Reading The Gratitude Book Project should be a prescription for all who wish to shift their mental focus toward the positive side of life.

Stay tuned for more information to follow!

(Official icon for contributing author and ambassador of The Gratitude Book Project. If the icon doesn’t appear in this post, I’m sorry!)

  1. Like you I am thrilled to be a contributing author to this awesome project! Gratitude changes lives and this book will change many, many lives for the better!

    Speaking of gratitude… I am indebted to you for letting me know about this project. Thank you from the bottom of my heart!

    1. Dear Petie’s Pam 😉 I’m just glad you happened to pop into my twitter stream as I was writing my submission. It made me think of you and wonder if you were interested.
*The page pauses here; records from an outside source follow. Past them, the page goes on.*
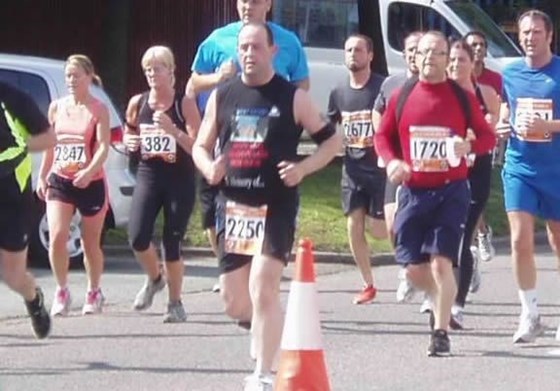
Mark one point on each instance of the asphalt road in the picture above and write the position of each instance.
(381, 346)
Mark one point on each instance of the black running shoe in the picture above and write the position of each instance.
(439, 344)
(40, 319)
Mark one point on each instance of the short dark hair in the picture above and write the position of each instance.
(365, 38)
(265, 26)
(439, 34)
(537, 14)
(476, 33)
(462, 44)
(412, 34)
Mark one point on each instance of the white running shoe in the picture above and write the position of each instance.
(255, 382)
(145, 296)
(426, 306)
(476, 277)
(94, 302)
(405, 291)
(530, 327)
(61, 302)
(486, 249)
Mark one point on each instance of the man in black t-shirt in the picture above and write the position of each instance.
(363, 182)
(23, 128)
(258, 119)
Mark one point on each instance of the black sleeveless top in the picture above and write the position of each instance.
(257, 130)
(183, 163)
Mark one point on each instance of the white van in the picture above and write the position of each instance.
(324, 25)
(43, 80)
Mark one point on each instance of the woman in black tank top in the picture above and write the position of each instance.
(461, 68)
(161, 127)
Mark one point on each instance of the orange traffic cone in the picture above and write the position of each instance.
(302, 363)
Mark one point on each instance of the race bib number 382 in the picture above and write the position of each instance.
(157, 144)
(428, 150)
(244, 228)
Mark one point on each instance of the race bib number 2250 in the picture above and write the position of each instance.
(245, 227)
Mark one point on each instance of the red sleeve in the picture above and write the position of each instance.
(388, 132)
(485, 137)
I look forward to reading your submission!

  2. I too can feel a difference in my body whenever I think on a negative event and I have learned to think upon something else in order to feel better. You educated me when I read your book. I wish Donna great success with her book on gratitude. This is a much needed topic in everyone’s life; especially these days with the economy the way it is.

  3. Hello Sue. Great post & very valuable information. I don’t think enough is said about the value of “NOT” thinking negatively. When someone lingers in the shadows of their tougher life moments too long, they re-visit the feelings and energy that caused that event to be so tragic. It definitely affects their health– negatively! So here’s to emphasizing the positive and moving forward. I’m with you there! (My Learn How to Heal Membership course teaches people how to do this. It takes a lot of courage to move on because it means moving away from the pain and anguish you know into the spooky unknown that you don’t know… . That’s not so bad; it just ‘feels’ scary.) :-)) Cinda Crawford

    1. Cinda — you’re so right! People are often confused when you make the point that even if things are bad, it feels “safe” to stay there because it’s the “known” rather than the “unknown.” Change is uncomfortable, but when we’re headed toward a healthier path, it’s so worth it! Thanks!

  4. “if we frequently remember (or imagine) a negative scenario, say a horrific accident, we will not only re-live that event in our minds, we will re-live that event in our bodies. We’ll experience an increased heart rate and an adrenaline rush.”

    Sue – Agreed. Reliving stressful thoughts or having stressful experiences affect the body and mind.
    Many times have powered through high stress experiences on auotmatic survival mode and just kept going. Afterwards feeling wrung out, traumatized, still keeping going and not resting. Especially during the holidays. Am remembering to stop when I’m feeling mildly run down, not full blown on empty. This has helped me from getting sick – the body’s way of saying – OK – you won’t stop on your own? Watch this. 🙂

    P.S. Can’t wait to read your gratitude book submission.